All of plaintiff's claims for relief in the Amended Complaint — including his claims alleging false arrest and imprisonment, malicious prosecution, violation of the right to free speech, denial of due process, and denial of equal protection of the laws, as well as other unidentified claims under the First, Fourth, Fifth and Fourteenth Amendments to the United States Constitution — must be brought via 42 U.S.C. § 1983, which "provides an instrument by which an individual deprived of a federal right by a person acting under color of state law may be compensated." Eagleston v. Guido, 41 F.3d 865, 875 (2d Cir. 1994). "To state a claim under § 1983, a plaintiff must allege that (1) the challenged conduct was attributable at least in part to a person who was acting under color of state law; and (2) the conduct deprived the plaintiff of a right guaranteed under the Constitution of the United States" or federal law. Snider v. Dylag, 188 F.3d 51, 53 (2d Cir. 1999) (citing Dwares v. City of N.Y., 985 F.2d 94, 98 (2d Cir. 1993))

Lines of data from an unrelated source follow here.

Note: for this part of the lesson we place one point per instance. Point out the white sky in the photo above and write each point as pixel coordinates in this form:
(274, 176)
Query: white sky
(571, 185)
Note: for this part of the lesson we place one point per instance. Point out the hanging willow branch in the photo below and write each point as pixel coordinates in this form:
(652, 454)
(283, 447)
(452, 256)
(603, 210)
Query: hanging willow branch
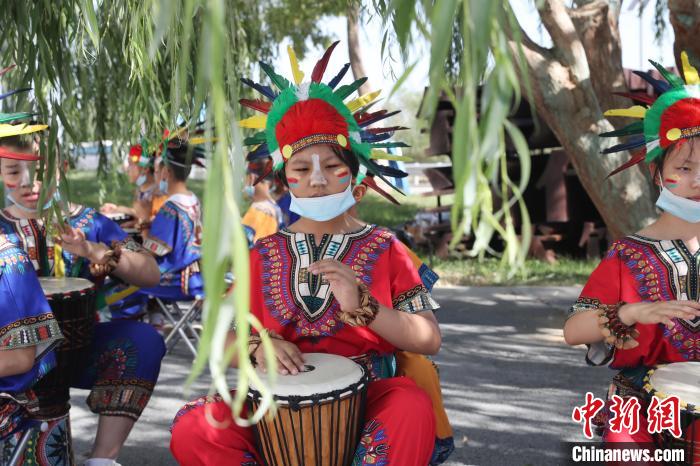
(472, 64)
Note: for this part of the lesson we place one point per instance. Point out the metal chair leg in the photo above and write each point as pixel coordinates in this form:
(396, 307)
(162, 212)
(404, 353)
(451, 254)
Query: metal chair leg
(178, 331)
(21, 446)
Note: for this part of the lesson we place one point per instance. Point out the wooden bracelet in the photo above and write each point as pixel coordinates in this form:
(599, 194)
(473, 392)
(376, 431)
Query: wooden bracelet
(616, 332)
(111, 261)
(363, 315)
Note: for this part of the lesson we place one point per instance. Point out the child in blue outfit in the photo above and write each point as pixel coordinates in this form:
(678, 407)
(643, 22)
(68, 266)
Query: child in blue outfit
(175, 237)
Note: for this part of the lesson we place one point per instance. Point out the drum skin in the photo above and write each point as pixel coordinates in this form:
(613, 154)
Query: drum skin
(322, 429)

A government entity like the Transit Authority is amenable to suit under § 1983, but may not be held liable unless its policies or customs result in a plaintiff's injury. Monell v. Dep't of Social Servs. of City of New York, 436 U.S. 658, 690-95 (1978); see also Pembaur v. City of Cincinnati, 475 U.S. 469, 477-81 (1986). "A municipality cannot be held liable under § 1983 on a respondeat superior theory." Monell, 436 U.S. at 691. Further, "an individual may only be held liable under § 1983 if that individual is personally involved in the alleged constitutional deprivation." Rumala v. N.Y. City Transit Authority, No. 02-CV-3828, 2005 WL 2076596, at *11 (E.D.N.Y. Aug. 26, 2005) (citing Alexander v. City of N.Y., No. 02 Civ. 3555, 2004 WL 1907432, at *16 (S.D.N.Y. Aug. 25, 2004)).

In their submissions, defendants argue that plaintiff has failed to state a § 1983 claim against defendant Delvalle because, according to defendants, defendant Delvalle is an "otherwise private person," who "acts `under color of' state law" only if he "engaged in a conspiracy with state officials to deprive another of federal rights." Tower v. Glover, 467 U.S. 914, 920 (1984). According to defendants, plaintiff has shown no such conspiracy between defendant Delvalle and state officials, and as a matter of law, defendant Delvalle cannot conspire with his employer, the Transit Authority. See, e.g., Rini v. Zwirn, 886 F. Supp. 270, 292 (E.D.N.Y. 1995) (collecting cases). The premise of defendants' argument is incorrect. State employees acting within the scope of their employment are not "otherwise private persons." The Transit Authority is a state entity, and courts have held that individual liability under § 1983 against employees of the Transit Authority may exist. See Everson v. N.Y. City Transit Authority, No. 02-CV-1121, 2007 WL 539159, at *12 (E.D.N.Y. Feb. 16, 2007); Rumala, 2005 WL 2076596, at *11.

A. Plaintiff's Fourth Amendment Claims

Because the balance of plaintiff's claims stem from the facts underlying plaintiff's false arrest and imprisonment and malicious prosecution claims, which arise under the Fourth Amendment, I consider plaintiff's Fourth Amendment claims first.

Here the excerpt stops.